CREDIT: Natural Resources Defense Council

The Environmental Protection Agency’s upcoming carbon rules for existing power plants could cut even more emissions than previously thought, according to a new analysis.

Back in 2013, a long legal battle over the Clean Air Act culminated with EPA releasing rules that will cut carbon dioxide emissions from new coal and natural gas plants. In June of this year, the agency will release similar draft rules for already existing power plants, and then finalize them by June 2015.

But the legal language of the Clean Air Act gives EPA different scopes of power for new versus existing plants. The agency can regulate the former pretty directly, but must partner with the states to regulate the latter. Essentially, EPA sets up the broad system, and then each state must submit its compliance plan by July 2016.

To that end, the agency has been taking public comments on how to best design that system. And arguably one of the best plans was submitted by the Natural Resources Defense Council.

In March of 2013, the NRDC ran its framework through the same computer model that EPA and other government agencies use, which showed the plan would cut carbon emissions up to 24 percent from their current levels by 2020 — the “Moderate” scenarios in the graph above. But since then, a lot of the data from the Energy Information Agency and the Lawrence Berkeley National Laboratory — which NRDC built its proposal on — has been updated. Based on those new numbers, NRDC re-ran its initial projections and added a set of more aggressive targets — the “Ambitious” scenarios above — and found the reduction in carbon emissions could hit 30 percent by 2020. (Or 31 percent if the production tax credit for wind is extended.)

NRDC-targets

CREDIT: Natural Resources Defense Council

Specifically, the “Moderate” scenarios would set an emission rate target of 1,500 pounds per megawatt hour for coal plants, and 1,000 for natural gas plants. That would then ratchet down to 1,200 for coal in 2030. For the “Ambitious” targets, coal would get 1,400 pounds per megawatt hour and natural gas would get 700, and those would ratchet down to 900 and 500 in 2030, respectively.

According to NRDC, they added the Ambitious scenarios because “the cases based on the moderate emission rate targets showed minimal to low compliance costs.” In plain English, when they ran the simulations, meeting the original emissions targets caused the power industry very little pain — which suggests more aggressive targets are entirely do-able.

The really interesting thing the NRDC plan does is it allows each state to take the targets for all of its individual power plants and average them into one overall target for the state. Then, as long as the state’s total emission rate holds to that threshold, it would be in compliance with the plan, even if individual plants were emitting higher or lower than their ostensible targets. Each state’s requirements would also be adjusted according to how much their energy mix relies on coal versus natural gas. How the formulas would work is laid out in NRDC’s report.

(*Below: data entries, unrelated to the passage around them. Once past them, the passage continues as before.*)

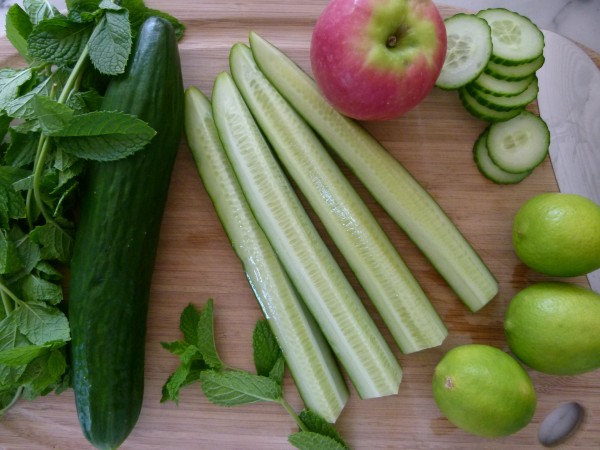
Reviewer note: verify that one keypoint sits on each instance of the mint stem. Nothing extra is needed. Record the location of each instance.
(44, 147)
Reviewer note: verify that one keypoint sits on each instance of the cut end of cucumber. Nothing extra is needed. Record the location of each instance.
(520, 144)
(468, 51)
(487, 167)
(515, 38)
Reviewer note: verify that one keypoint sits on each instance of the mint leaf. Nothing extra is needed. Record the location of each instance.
(10, 82)
(83, 10)
(54, 243)
(41, 323)
(317, 424)
(110, 43)
(188, 324)
(12, 204)
(39, 10)
(18, 28)
(206, 337)
(265, 347)
(104, 135)
(22, 148)
(52, 116)
(232, 388)
(10, 260)
(308, 440)
(36, 289)
(58, 40)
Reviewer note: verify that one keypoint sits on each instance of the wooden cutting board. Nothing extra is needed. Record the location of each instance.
(195, 262)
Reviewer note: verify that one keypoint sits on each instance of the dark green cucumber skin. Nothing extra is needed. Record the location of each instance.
(122, 206)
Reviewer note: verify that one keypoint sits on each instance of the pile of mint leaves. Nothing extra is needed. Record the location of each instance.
(51, 124)
(228, 386)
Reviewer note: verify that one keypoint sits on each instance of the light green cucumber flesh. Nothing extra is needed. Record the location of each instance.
(516, 39)
(519, 144)
(490, 170)
(345, 322)
(400, 300)
(503, 103)
(389, 182)
(307, 354)
(469, 50)
(483, 112)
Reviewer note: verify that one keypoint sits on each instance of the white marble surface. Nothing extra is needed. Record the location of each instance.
(578, 20)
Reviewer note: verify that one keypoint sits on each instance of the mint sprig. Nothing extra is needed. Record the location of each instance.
(228, 386)
(51, 125)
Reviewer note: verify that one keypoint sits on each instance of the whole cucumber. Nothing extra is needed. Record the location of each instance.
(122, 206)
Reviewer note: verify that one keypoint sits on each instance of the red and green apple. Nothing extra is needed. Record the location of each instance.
(377, 59)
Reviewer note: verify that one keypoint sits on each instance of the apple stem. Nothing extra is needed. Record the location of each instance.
(392, 41)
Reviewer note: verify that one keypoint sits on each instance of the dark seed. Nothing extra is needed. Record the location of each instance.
(560, 423)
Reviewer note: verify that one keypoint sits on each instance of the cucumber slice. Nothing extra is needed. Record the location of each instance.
(311, 362)
(505, 103)
(468, 51)
(388, 181)
(346, 324)
(514, 73)
(515, 38)
(520, 144)
(487, 167)
(495, 86)
(483, 112)
(400, 300)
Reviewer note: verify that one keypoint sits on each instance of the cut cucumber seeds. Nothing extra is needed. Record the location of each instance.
(468, 51)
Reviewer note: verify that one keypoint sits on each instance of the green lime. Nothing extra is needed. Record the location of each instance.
(554, 328)
(558, 234)
(483, 390)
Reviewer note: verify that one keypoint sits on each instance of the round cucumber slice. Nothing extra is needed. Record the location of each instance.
(487, 167)
(468, 51)
(519, 144)
(515, 38)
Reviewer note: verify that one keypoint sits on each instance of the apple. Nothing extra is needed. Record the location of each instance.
(377, 59)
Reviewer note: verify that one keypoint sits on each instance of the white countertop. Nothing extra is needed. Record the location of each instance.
(576, 19)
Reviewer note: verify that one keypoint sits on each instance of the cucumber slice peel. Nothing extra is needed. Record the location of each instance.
(468, 51)
(306, 352)
(515, 38)
(495, 86)
(505, 103)
(514, 73)
(387, 180)
(487, 167)
(400, 300)
(346, 324)
(520, 144)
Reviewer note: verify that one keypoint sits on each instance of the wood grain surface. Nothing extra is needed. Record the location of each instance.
(195, 262)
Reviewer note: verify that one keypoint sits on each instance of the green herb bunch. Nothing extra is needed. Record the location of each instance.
(228, 386)
(51, 124)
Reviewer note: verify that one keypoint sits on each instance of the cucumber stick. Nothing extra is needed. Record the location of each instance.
(346, 324)
(404, 307)
(387, 180)
(306, 352)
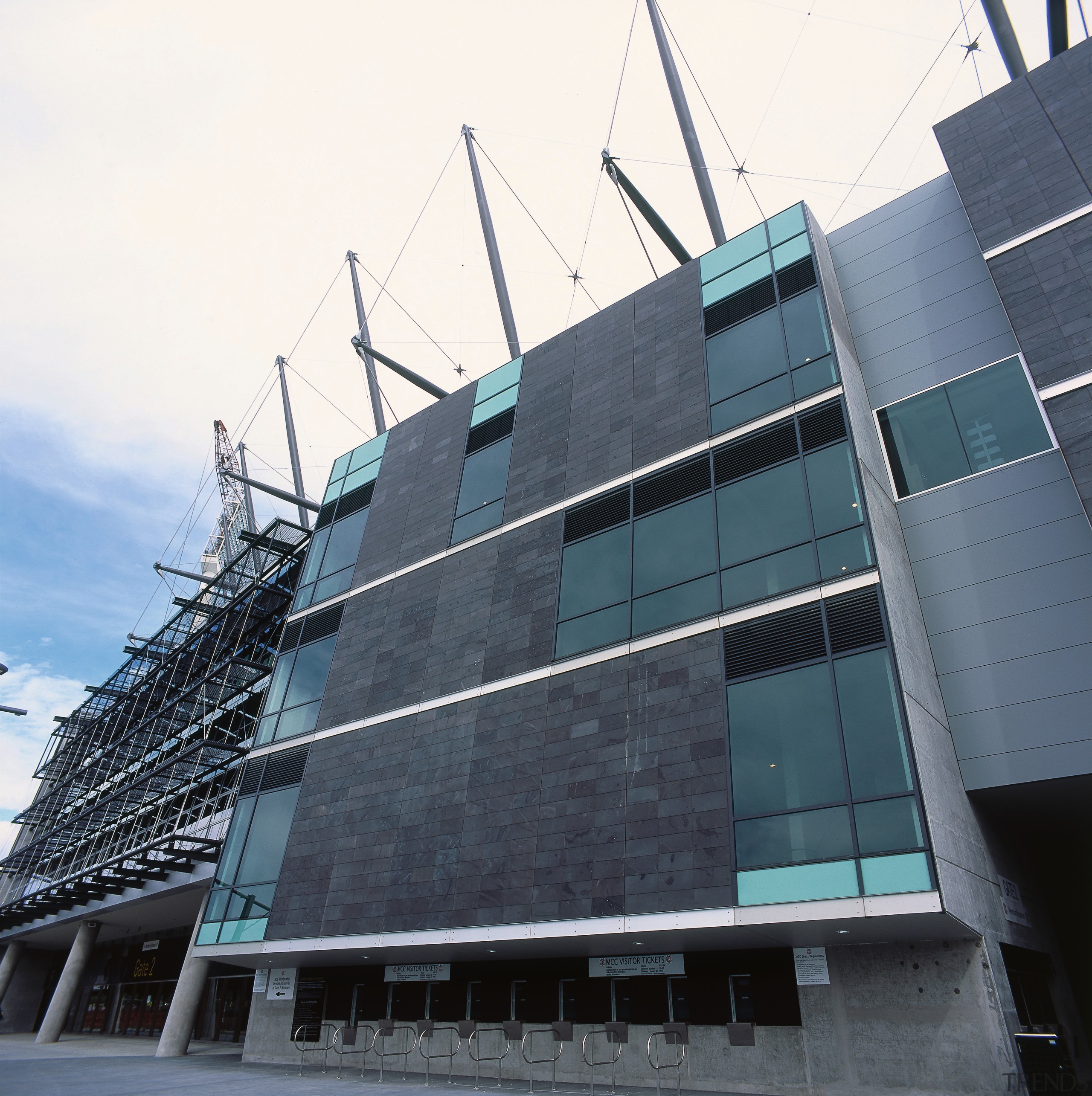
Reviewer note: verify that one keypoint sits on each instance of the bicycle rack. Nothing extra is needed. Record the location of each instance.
(303, 1048)
(426, 1029)
(562, 1032)
(349, 1034)
(385, 1032)
(509, 1031)
(674, 1035)
(616, 1035)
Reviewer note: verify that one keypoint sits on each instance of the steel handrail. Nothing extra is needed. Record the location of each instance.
(303, 1048)
(607, 1061)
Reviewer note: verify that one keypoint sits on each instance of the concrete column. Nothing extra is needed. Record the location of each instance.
(183, 1012)
(62, 1001)
(11, 958)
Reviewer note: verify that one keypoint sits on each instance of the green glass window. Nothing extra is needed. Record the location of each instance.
(981, 421)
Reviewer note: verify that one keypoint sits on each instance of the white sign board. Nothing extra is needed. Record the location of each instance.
(1014, 909)
(419, 972)
(282, 985)
(635, 966)
(812, 967)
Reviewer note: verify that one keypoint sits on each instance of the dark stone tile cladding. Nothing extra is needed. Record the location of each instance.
(1022, 156)
(601, 792)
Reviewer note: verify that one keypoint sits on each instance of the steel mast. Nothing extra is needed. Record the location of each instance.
(491, 250)
(687, 124)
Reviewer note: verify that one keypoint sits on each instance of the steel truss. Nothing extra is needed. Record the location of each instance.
(141, 780)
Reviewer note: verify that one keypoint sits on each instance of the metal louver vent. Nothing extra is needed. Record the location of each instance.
(489, 432)
(796, 279)
(757, 451)
(251, 776)
(356, 500)
(773, 641)
(597, 516)
(674, 485)
(739, 306)
(285, 768)
(320, 625)
(822, 426)
(854, 620)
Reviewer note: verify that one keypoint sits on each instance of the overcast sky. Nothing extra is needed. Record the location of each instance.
(181, 183)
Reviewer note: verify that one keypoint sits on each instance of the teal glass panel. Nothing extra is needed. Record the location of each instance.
(792, 839)
(345, 543)
(745, 355)
(783, 739)
(889, 826)
(299, 720)
(896, 875)
(595, 574)
(758, 401)
(485, 477)
(236, 841)
(311, 671)
(267, 729)
(787, 224)
(805, 328)
(369, 452)
(595, 629)
(498, 381)
(239, 932)
(875, 740)
(762, 513)
(333, 585)
(791, 251)
(739, 279)
(208, 934)
(922, 443)
(685, 602)
(833, 488)
(843, 554)
(340, 467)
(250, 902)
(814, 377)
(802, 883)
(268, 838)
(764, 578)
(279, 682)
(736, 251)
(998, 417)
(674, 545)
(494, 406)
(477, 521)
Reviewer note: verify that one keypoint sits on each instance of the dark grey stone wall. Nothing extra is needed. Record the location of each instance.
(599, 792)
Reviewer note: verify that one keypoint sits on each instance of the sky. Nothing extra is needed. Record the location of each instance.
(181, 183)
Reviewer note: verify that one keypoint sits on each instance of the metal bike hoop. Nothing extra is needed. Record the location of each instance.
(319, 1045)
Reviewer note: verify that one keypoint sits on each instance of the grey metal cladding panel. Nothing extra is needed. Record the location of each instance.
(386, 520)
(521, 620)
(670, 405)
(398, 678)
(601, 417)
(436, 485)
(461, 625)
(1045, 285)
(541, 441)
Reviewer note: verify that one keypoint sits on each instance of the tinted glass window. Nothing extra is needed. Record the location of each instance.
(595, 572)
(762, 513)
(784, 742)
(745, 355)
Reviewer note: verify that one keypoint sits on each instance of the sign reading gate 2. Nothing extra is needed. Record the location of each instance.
(634, 966)
(419, 972)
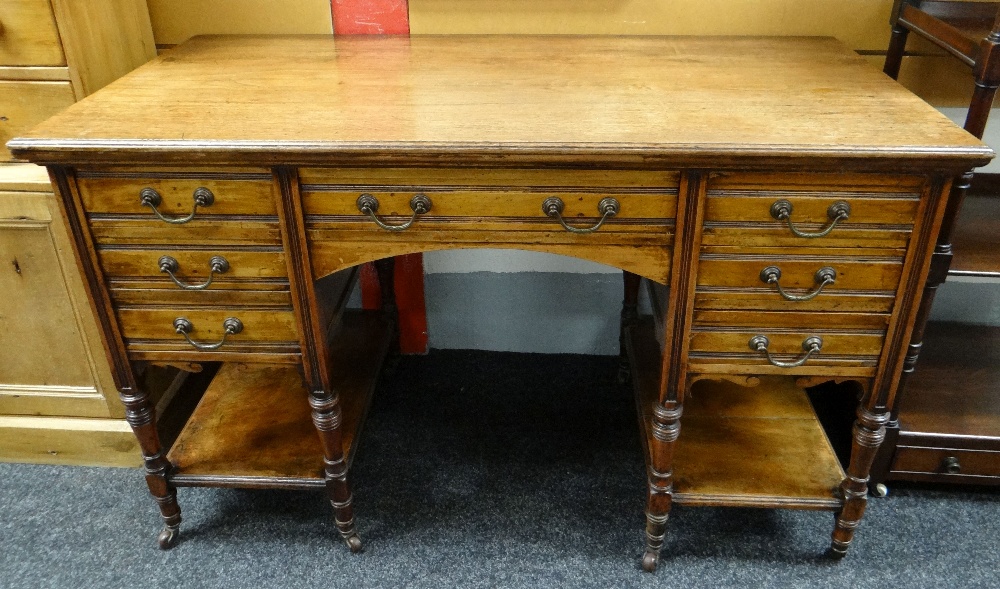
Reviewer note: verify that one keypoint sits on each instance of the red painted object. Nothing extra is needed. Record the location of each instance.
(371, 17)
(388, 17)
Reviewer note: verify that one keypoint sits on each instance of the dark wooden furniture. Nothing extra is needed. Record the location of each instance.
(789, 215)
(945, 427)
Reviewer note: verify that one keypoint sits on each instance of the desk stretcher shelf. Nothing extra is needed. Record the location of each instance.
(253, 427)
(740, 446)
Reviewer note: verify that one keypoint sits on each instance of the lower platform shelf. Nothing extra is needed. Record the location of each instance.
(760, 446)
(253, 427)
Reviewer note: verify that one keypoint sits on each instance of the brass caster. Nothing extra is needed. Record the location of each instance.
(837, 553)
(354, 543)
(649, 561)
(168, 537)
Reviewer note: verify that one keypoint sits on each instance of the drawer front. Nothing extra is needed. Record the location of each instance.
(742, 282)
(28, 34)
(121, 193)
(839, 347)
(123, 231)
(26, 104)
(193, 267)
(147, 325)
(754, 210)
(493, 200)
(946, 462)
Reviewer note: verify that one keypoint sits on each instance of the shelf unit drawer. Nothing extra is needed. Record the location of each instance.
(24, 104)
(947, 462)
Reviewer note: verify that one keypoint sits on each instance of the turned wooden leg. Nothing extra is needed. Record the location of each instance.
(629, 316)
(666, 429)
(869, 432)
(327, 417)
(140, 414)
(979, 108)
(894, 55)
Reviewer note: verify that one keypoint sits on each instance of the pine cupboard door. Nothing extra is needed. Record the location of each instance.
(50, 352)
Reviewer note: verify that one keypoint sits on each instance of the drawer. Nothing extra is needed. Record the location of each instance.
(497, 200)
(732, 345)
(753, 210)
(28, 34)
(193, 267)
(26, 104)
(154, 324)
(237, 194)
(865, 284)
(120, 230)
(947, 462)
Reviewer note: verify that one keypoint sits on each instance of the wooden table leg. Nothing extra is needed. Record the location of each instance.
(141, 415)
(869, 432)
(666, 429)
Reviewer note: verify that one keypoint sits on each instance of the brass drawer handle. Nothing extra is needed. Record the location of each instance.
(368, 205)
(149, 197)
(608, 207)
(232, 326)
(824, 276)
(839, 211)
(811, 345)
(951, 465)
(217, 265)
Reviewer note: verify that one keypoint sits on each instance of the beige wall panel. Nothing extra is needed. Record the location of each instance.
(103, 40)
(862, 24)
(56, 440)
(175, 21)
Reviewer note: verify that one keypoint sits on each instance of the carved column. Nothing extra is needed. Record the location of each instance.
(325, 403)
(666, 430)
(139, 412)
(869, 432)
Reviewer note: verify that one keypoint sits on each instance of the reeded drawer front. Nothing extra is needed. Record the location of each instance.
(811, 210)
(134, 230)
(785, 281)
(173, 194)
(785, 346)
(193, 268)
(491, 199)
(207, 325)
(947, 462)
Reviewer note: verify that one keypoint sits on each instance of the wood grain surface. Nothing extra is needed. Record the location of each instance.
(532, 97)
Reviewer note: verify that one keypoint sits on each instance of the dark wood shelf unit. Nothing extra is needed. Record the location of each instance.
(959, 28)
(740, 446)
(975, 241)
(952, 408)
(253, 427)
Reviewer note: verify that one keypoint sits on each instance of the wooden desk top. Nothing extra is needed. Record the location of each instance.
(528, 99)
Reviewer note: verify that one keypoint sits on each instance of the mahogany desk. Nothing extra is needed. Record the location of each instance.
(785, 196)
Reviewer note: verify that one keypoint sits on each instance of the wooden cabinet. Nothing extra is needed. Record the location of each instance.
(58, 402)
(789, 215)
(945, 428)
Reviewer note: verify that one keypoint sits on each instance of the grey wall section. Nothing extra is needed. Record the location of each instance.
(546, 312)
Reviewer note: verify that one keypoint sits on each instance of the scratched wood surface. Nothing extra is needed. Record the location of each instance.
(797, 98)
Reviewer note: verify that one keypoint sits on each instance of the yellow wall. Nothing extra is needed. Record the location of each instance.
(862, 24)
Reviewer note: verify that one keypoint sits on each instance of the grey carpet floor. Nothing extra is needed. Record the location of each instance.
(479, 470)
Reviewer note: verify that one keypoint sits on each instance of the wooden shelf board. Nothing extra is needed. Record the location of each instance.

The language of the Clean Air Act unfortunately doesn’t allow EPA to do anything as ambitious as a national cap-and-trade system or a carbon tax to cut carbon emissions from existing plants. But the idea behind NRDC’s plan is to mimic the market-friendly forces of those approaches as much as possible within the Clean Air Act’s framework. Power plant operators and industries would not only have the flexibility to mix and match emission rates from various plants to hit the overall target — they would also have plenty of options to pick from in how they reduce emissions. They could change their operating schedules, make more use of energy efficiency, build up their renewable energy capacity, adopt carbon capture technology, or take advantage of other new technologies that allow coal especially to be burned more cleanly.

States already involved in regional cap-and-trade systems could use those setups to meet their obligations. And experts have also suggested that state-based carbon taxes could be used to comply with EPA’s rules as well.

Right now the White House hopes to cut the country’s overall carbon emissions 17 percent below their 2005 level by 2020, and EPA’s regulations for new and existing power plants are the central part of that push.